We are creating a capable and transferable pool of talent to support the national project pipeline.
"The Major Project Leadership Academy brings together a much needed offering for the whole major project eco-system that encourages a different perspective on how these projects can be led through better understanding of the complex dynamics, stakeholder influences and enhanced team practices.”
Sir David Higgins who is Chairman of High Speed Two Ltd (UK) and Gatwick Airport Limited, and member of the John Grill Centre Advisory Board said, “Collective action is required to address and support the leadership capability gaps facing public sector project leaders in Australia.

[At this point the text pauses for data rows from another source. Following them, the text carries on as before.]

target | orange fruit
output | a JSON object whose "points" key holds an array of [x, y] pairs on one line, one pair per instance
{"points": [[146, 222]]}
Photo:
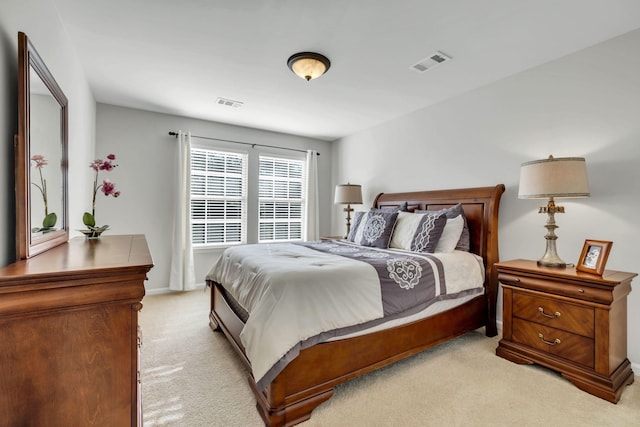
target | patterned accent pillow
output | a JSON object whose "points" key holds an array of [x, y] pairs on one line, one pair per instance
{"points": [[464, 243], [428, 232], [357, 219], [375, 229]]}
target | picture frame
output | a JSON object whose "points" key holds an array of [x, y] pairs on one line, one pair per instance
{"points": [[594, 256]]}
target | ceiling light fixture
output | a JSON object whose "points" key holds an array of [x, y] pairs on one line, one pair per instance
{"points": [[308, 65]]}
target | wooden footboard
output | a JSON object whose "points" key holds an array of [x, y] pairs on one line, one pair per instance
{"points": [[309, 379]]}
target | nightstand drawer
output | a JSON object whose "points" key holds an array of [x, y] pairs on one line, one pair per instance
{"points": [[557, 314], [558, 287], [555, 341]]}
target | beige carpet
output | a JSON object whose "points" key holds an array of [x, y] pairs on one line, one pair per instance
{"points": [[191, 377]]}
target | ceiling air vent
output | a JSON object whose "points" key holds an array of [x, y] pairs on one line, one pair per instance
{"points": [[430, 62], [229, 102]]}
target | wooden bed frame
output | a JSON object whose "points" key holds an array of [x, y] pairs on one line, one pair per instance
{"points": [[310, 379]]}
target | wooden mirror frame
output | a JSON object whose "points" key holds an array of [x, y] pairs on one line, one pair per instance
{"points": [[26, 245]]}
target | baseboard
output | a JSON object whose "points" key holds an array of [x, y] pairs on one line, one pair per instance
{"points": [[167, 290]]}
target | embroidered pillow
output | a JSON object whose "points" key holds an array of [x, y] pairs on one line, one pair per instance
{"points": [[404, 207], [405, 229], [357, 218], [375, 229], [450, 235], [464, 243], [428, 232]]}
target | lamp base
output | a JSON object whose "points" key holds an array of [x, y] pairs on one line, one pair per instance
{"points": [[550, 257]]}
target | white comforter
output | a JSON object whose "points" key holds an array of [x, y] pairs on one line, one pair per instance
{"points": [[293, 293]]}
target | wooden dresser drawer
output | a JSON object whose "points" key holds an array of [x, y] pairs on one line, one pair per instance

“The United Kingdom achieved this with their Major Projects Leadership Academy and a similar solution in Australia would be invaluable to support state and federal government in achieving their infrastructure project outcomes.”
The Centre has brought together a group of senior advisors with extensive public sector and major project experience to work on this initiative, this group will complement the John Grill Centre’s Advisory Board ensuring the issues unique to government-owned projects are reflected in the Academy’s initiatives.
The Hon. Nick Greiner, former NSW Premier and CEO of Infrastructure NSW, and member of the John Grill Centre Advisory Board, added, “Immediate action is needed to build a public service capability to manage the decades of projects in the pipeline for NSW. The John Grill Centre is well placed to support government in upskilling project leaders and their teams to help create transparency in projects for all parties.”
The Major Projects Leadership Academy will:
Academy offerings will be co-created with government to support the development of leadership practices needed for successful major projects in the rapidly changing political and social environment.
To launch the Academy the Centre is bringing together key project leaders across government departments and agencies to build a common understanding of capability and capacity gaps and collaborate to pilot and co-create leadership programs to strengthen their teams for future growth.
Key John Grill Centre team members supporting the Major Projects Leadership Academy include Suresh Cuganesan, Garry Bowditch, Maurizio Floris, and Malcolm Dunn.